OPs question is equivalent to x-coordinate of A in said pic >>10689784

>>10689912
This is another way of saying that current math is not totally consistent and should be deeply rethought.

>>10689917
You just don't get me.

>>10689931
>This is another way of saying that current math is not totally consistent and should be deeply rethought.

Your brain is not totally consistent, math is perfectly fine, but in order to understand and apply math a calculator and wikipedia is not enough.

This https://www.youtube.com/watch?v=1o0Nuq71gI4
is more consistent with realty and is entirely based on math and physics.

>>10689990
>math is perfectly fine
Yeah, that why we have infinities all over the place in physics. Everything is fine..

>>10690009

One drink plus half a drink plus a quarter of a drink plus one eight of a drink plus ... = two drinks.

>>10688456
/thread

https://www.wolframalpha.com/input/?i=root(x)+%2B+1+%3D+0

>Solutions:
>(no solutions exist)

>>10690057
Genius

>>10688456
-1/12

>>10690017
Name one instance in nature where this happens.

>>10688456
Define what you mean by [math] \sqrt{\quad} [/math]. Is it a function from [math] \mathbb{R} \to \mathbb{R} [/math]? Then we need to restrict ourselves to either [math] \mathbb{R}_0^+ \to \mathbb{R}_0^+ [/math] or [math] \mathbb{R}_0^+ \to \mathbb{R}_0^{-} [/math]. Clearly if you choose the first option (which is standard practice), there is no solution. The second option has a trivial solution, [math]x = 1[/math].

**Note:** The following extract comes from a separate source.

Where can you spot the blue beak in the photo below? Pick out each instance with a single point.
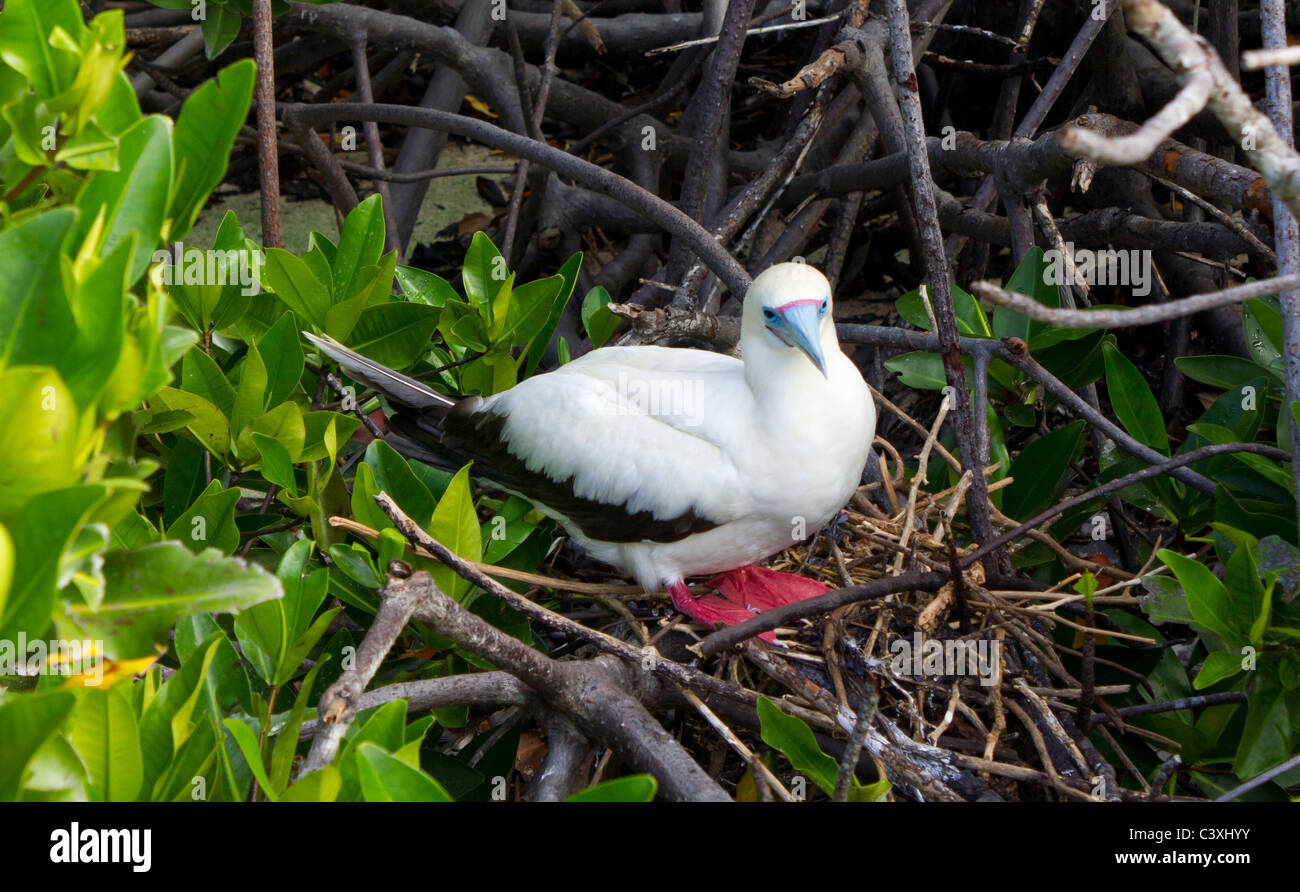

Do you want to include all of [math] \mathbb{R} [/math] in the domain? Then we need to define a new function whose target is now some subset of [math] \mathbb{C} [/math]. Now you have the problem of branch cuts, which is widely studied in the field of complex analysis. (In this context of "widely studied", you may as well take the function defined on [math] \mathbb{C} \to \mathbb{C} [/math] and all its properties, and then restrict its domain to \mathbb{R} if you really need to.) So which branch cut do you want? Clearly, taking the one that goes "above" the complex plane cannot yield a value that has negative real part, so you need the branch cut that goes "below". So again it depends entirely on how you define the [math] \sqrt{\quad} [/math] mapping.

[math] \displaystyle
\sqrt {x^2} \ne \pm x, \quad \sqrt {x^2} = \left | x \right |
\\
[/math]

>>10690493
You are absolutely correct. I know that this is the only right answer to the question in the mathematical context that exists today. But than we can as ourselves is it context right? Look the choice between R+ and R- are arbitrary, but then we use this exact math with ARBITRARY choices in physics and hope that world is working the way as we choose it to work.